Current location - Loan Platform Complete Network - Big data management - Big Data, is there any requirement for cultural courses to study this
Big Data, is there any requirement for cultural courses to study this
Big Data is now a very broad career path. Broad big data in industry is divided into:

Infrastructure. This position is mainly for big data to provide the underlying storage, infrastructure, etc., the requirement is to be familiar with Hadoop, Spark and other distributed clusters.

Data Warehouse. This position is closely linked to the business, the main work to do is to y understand the business, design a good business scalability of the data warehouse. The requirement is to be able to write SQL and understand data warehouse design.

Data analysis/data mining/algorithm development. This type of position belongs to the application of big data, the work of really transforming data into productivity.

The dependence of these three types of positions is 3->2->1.

We generally say that the direction of big data should be referred to as 3. data analysis/data mining/algorithm development. This position not only to learn the knowledge and skills required for this position, but also must understand the technology of position 1 and 2. For example, you are involved in making a recommendation system, then you have to get the data, simple analysis of the data need to use Sql (generally HiveQL), and then more complex logic have to write MR (MapReduce program, the same below) or Spark program, more complex logic or scenarios that can not be solved by rules, it is necessary to use the knowledge of machine learning and so on. Then from this example, you can see that the knowledge structure you need is:

Will write class SQL (including MySQL, HiveQL, etc.)
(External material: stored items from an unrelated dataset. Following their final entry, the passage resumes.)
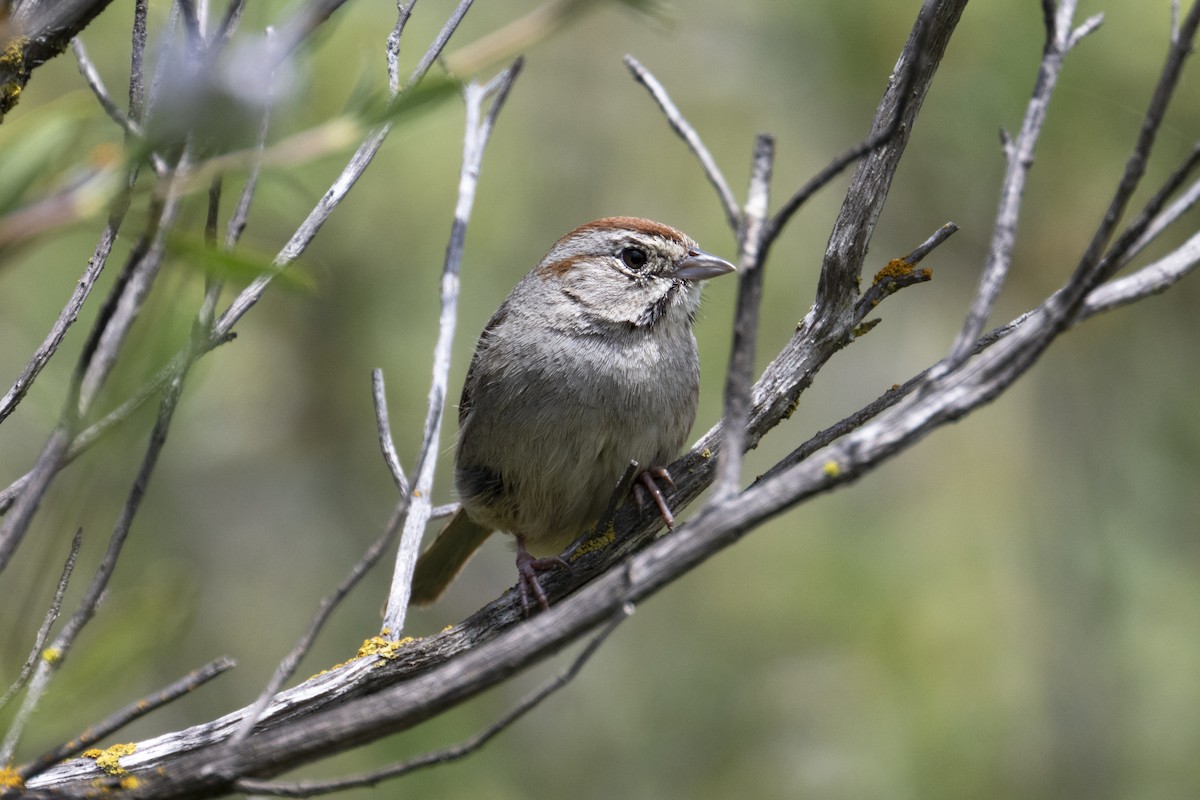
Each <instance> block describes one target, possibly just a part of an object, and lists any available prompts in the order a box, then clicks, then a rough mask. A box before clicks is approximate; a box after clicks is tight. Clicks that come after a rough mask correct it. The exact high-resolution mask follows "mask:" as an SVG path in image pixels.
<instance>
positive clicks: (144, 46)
mask: <svg viewBox="0 0 1200 800" xmlns="http://www.w3.org/2000/svg"><path fill="white" fill-rule="evenodd" d="M149 5H150V0H134V4H133V29H132V32H131V35H130V38H131V43H130V114H128V116H130V119H131V120H137V121H139V122H140V121H142V120H143V119H144V115H145V53H146V12H148V7H149Z"/></svg>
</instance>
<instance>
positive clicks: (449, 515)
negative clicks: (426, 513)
mask: <svg viewBox="0 0 1200 800" xmlns="http://www.w3.org/2000/svg"><path fill="white" fill-rule="evenodd" d="M458 507H460V506H458V504H457V503H446V504H445V505H439V506H433V507H432V509H431V510H430V519H444V518H445V517H452V516H454V515H455V513H457V511H458Z"/></svg>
Will write MR or Spark program, know the principle of distributed clustering, MapReduce principle is better.

Knowledge of probability theory and statistics.
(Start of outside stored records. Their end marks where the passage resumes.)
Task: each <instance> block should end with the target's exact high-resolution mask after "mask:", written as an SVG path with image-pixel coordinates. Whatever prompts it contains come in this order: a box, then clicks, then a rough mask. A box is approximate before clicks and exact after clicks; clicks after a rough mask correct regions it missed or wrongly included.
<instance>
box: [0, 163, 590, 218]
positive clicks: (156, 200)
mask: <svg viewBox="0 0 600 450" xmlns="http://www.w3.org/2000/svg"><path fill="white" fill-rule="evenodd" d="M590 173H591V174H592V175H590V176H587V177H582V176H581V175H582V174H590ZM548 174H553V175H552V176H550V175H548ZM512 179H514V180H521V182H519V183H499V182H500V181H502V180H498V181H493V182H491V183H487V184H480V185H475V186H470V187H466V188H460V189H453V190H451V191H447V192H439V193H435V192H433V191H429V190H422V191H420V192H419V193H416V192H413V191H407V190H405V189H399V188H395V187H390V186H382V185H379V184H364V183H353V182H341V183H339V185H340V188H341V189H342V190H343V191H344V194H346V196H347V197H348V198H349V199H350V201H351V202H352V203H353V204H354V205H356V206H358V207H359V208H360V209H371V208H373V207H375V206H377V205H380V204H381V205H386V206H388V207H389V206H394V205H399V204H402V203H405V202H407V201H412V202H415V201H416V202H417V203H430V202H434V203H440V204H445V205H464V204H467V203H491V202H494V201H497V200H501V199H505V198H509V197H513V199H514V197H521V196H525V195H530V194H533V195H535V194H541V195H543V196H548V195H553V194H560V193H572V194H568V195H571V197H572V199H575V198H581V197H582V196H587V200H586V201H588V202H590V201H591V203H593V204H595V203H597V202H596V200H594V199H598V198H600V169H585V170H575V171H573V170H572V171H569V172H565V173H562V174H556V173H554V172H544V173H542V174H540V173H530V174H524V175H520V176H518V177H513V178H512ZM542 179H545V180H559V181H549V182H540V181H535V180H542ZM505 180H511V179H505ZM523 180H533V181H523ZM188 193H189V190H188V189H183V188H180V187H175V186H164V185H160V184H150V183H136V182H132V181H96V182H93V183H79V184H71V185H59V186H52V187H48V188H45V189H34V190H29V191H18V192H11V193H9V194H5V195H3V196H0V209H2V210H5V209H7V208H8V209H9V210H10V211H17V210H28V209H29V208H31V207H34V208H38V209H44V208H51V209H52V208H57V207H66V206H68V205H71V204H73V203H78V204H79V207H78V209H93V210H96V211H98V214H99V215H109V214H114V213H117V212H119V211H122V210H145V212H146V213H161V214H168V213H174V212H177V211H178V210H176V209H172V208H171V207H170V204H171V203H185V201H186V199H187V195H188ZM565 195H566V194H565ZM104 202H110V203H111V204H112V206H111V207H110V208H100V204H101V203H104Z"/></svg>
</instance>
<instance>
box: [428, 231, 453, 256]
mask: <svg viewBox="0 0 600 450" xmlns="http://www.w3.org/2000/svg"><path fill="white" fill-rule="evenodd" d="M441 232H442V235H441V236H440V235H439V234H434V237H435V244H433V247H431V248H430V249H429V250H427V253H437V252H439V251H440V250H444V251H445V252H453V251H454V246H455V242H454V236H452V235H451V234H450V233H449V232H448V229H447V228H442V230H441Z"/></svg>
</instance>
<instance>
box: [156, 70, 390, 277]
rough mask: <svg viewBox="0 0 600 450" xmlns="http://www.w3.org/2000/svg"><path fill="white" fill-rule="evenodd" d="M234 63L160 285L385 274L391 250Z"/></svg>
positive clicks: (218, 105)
Machine learning algorithms.

The following is an expansion of these four knowledge structure directions.

Know how to write class SQL

The best way to learn SQL is to write it. Because the syntax of SQL is relatively simple, and there is no principle of architecture or anything, so the best way to learn is to Just write SQL!

Can write MR or Spark programs

When you do data mining and machine learning, whether it's to train a model or to fetch data from Hive, it's more common to write MR or Spark programs. People who do data warehousing put the data into Hive, and then we do analysis and mining directly from the Hive to take the data. How to play with the data taken out depends on statistics and machine learning algorithms. Training models is a computationally intensive task, generally will be put on a distributed cluster to run (Hadoop, Spark cluster) to run, then you need to write distributed computing programs, that is, MR and Spark programs. The approach to learning MR and Spark is also mostly engineering in nature, writing more code. It is also necessary to look at Google's MapReduce paper to understand how MapReduce works.

Probability theory and statistical knowledge

The above mentioned, we do analysis, do mining from Hive out of the data, how to play tricks, algorithms, then this type of algorithms of the mathematical basis of probability theory and statistical learning. Here we recommend two books written by Prof. Chen Xiru of CSU, "Probability Theory and Mathematical Statistics" and "Tutorial on Mathematical Statistics". Mr. Chen is more thorough, my feeling is that it is difficult to gnaw, but after gnawing the understanding is very thorough.